West got as far as killing Turner in November, skinning the body, removing the head, and burying it in his planned spot. But after the murder he’d gone to a local hardware store and purchased gunpowder and a large auger to drill holes, and that raised the suspicions of the shopkeeper. West’s plan was to drill holes in the floor, put the gunpowder beneath, light a fire on the top floor, and have fuses to the gunpowder just at the opening of the holes. By the time the whole place blew, the gunpowder wouldn’t leave an obvious trace. 

Police starting poking around. West had removed Turner’s skin, hands and feet, but had not had time to bury them. Knowing he was hours, if not minutes, away from being caught, he threw everything into a large duffel bag, started the fire on the second floor, and grabbed a train headed towards Salisbury, MD. 

Fire authorities were able to contain the blaze before it reached the first floor. Police found the mangled body, the holes, the gunpowder, and realized they were looking at a “put up job” (i.e. a staged event). The search for a murderer began.

West got as far as Salisbury, but because of his nervous, shifty gaze and the odd smell of his stained, moist duffel bag, was easily apprehended. He confessed to killing Turner, and was returned for trial to Dover. 

Through family connections, West retained only the best as his lawyer: ex-Delaware senator Willard Saulsbury. The trial caused a sensation and was followed nationwide.  It “brought out many ladies and spinsters of high degree, and many dowagers of blooded ancestry that Dover and its environs boast,” noted the NY Herald correspondent sent to cover the proceedings. 

And the Wilmington Daily Commercial observed the presence of Anna E. Dickinson, her mother and brother, who “occupied seats to the left of the Judges during the trial.” These were Dickinsons descended from Revolutionary War hero John Dickinson, and benefactors of Dickinson College.

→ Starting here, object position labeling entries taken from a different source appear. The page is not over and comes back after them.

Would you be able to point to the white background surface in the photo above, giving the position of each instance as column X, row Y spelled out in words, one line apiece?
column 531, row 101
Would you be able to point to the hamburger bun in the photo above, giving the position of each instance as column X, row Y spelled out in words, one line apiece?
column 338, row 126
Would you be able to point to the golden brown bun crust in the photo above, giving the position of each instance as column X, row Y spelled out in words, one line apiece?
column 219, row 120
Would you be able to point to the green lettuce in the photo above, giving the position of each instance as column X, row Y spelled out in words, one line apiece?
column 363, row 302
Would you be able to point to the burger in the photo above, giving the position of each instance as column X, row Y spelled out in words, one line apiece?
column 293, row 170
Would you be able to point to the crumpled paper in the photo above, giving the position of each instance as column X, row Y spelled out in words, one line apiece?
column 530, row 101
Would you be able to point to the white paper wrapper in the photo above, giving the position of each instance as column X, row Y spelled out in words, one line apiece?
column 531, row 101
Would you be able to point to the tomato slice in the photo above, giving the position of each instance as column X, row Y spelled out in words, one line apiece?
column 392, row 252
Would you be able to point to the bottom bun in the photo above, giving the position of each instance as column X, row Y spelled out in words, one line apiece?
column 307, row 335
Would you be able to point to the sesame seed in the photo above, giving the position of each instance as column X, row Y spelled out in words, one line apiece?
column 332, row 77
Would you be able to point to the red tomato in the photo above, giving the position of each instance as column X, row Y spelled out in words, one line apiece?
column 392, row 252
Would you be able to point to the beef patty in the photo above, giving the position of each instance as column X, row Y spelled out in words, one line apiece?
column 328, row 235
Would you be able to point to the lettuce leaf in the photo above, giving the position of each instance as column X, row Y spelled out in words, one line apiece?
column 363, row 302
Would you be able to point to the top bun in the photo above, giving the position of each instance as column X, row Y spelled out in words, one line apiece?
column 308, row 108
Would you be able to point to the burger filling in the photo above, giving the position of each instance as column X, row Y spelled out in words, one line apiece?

The trial dragged on for a full week, but the eloquent and highly regard Saulsbury managed to convince the jury that while yes, West had technically murdered Turner, it was in self defense. He was acquitted on June 10, 1873.

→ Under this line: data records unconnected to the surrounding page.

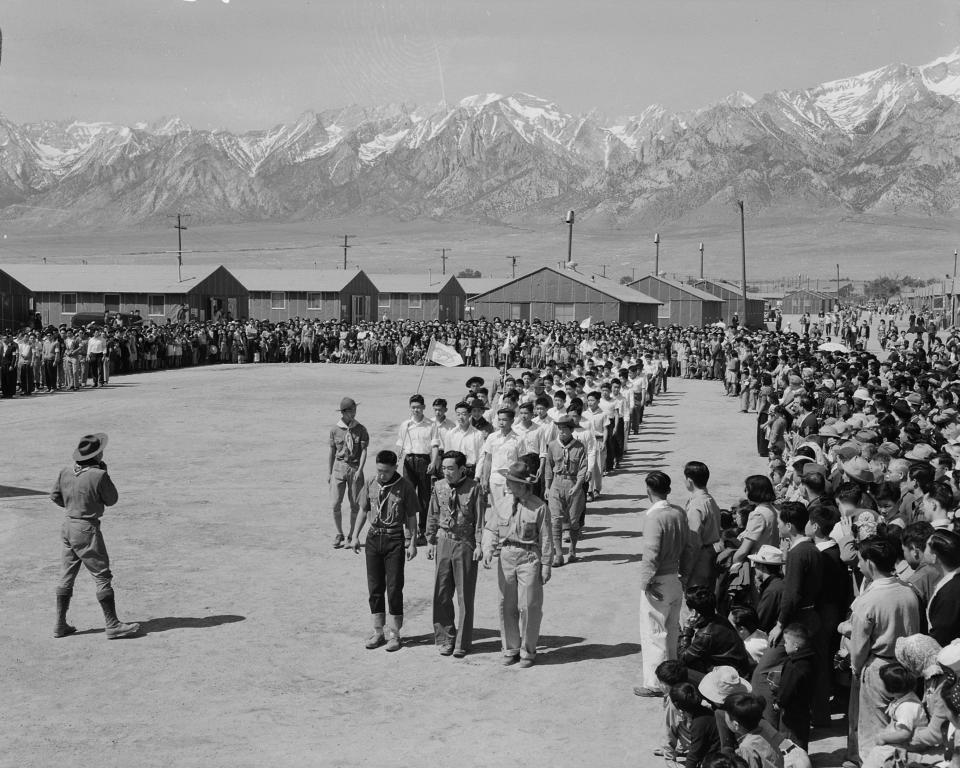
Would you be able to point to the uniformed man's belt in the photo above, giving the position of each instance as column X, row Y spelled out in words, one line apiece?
column 443, row 533
column 521, row 545
column 386, row 531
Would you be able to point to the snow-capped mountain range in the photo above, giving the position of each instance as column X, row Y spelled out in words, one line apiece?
column 886, row 140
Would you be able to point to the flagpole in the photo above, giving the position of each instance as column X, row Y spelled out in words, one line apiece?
column 426, row 360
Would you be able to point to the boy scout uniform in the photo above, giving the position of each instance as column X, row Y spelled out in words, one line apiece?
column 525, row 539
column 566, row 476
column 455, row 525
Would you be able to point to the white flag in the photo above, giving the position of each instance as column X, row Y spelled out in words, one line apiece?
column 443, row 355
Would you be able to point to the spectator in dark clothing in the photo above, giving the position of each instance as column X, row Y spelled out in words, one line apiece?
column 768, row 562
column 803, row 573
column 710, row 639
column 836, row 594
column 794, row 694
column 701, row 723
column 943, row 611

The howls of protest rose immediately everywhere outside of Dover.

Said a letter to the editor in The Daily Gazette [Wilmington] of June 11: “If Cooch Turner had been a white man and Isaac C. West a negro there would have been no difficulty about conviction for so terrible a crime.”

Kent County Jail, 19th century building. Public Domain
Kent County Jail, 19th century building. Public Domain

“The only conclusion that can be arrived at,” cried the Philadelphia Enquirer that same day, “is that the hawbucks of Delaware, the passionate advocates of the tortures of the whipping post and pillory, do not regard it as a crime for a white man–especially a white man of good social postion—to kill a negro.”

And the Baltimore Sun: “Justice, which is popularly supposed never to sleep, was slumbering this time, or rather, its accredited representatives were in the arms of Morpheus.”

Isaac West still stood trial later that year for the arson connected with the case, potentially a capital crime if lives were lost as a result. Since Turner was already dead at the time West set his storefront aflame, West was instead only given 2 years in prison and fined $500. His wife Mary left him.

When Isaac West was released, his reputation was so damaged that he fled to Dallas, TX to begin a new life. He was able to establish a more traditional medical practice by 1890, he married a Willie Boales there in 1900, and remained a free man till his death in 1913, aged 71.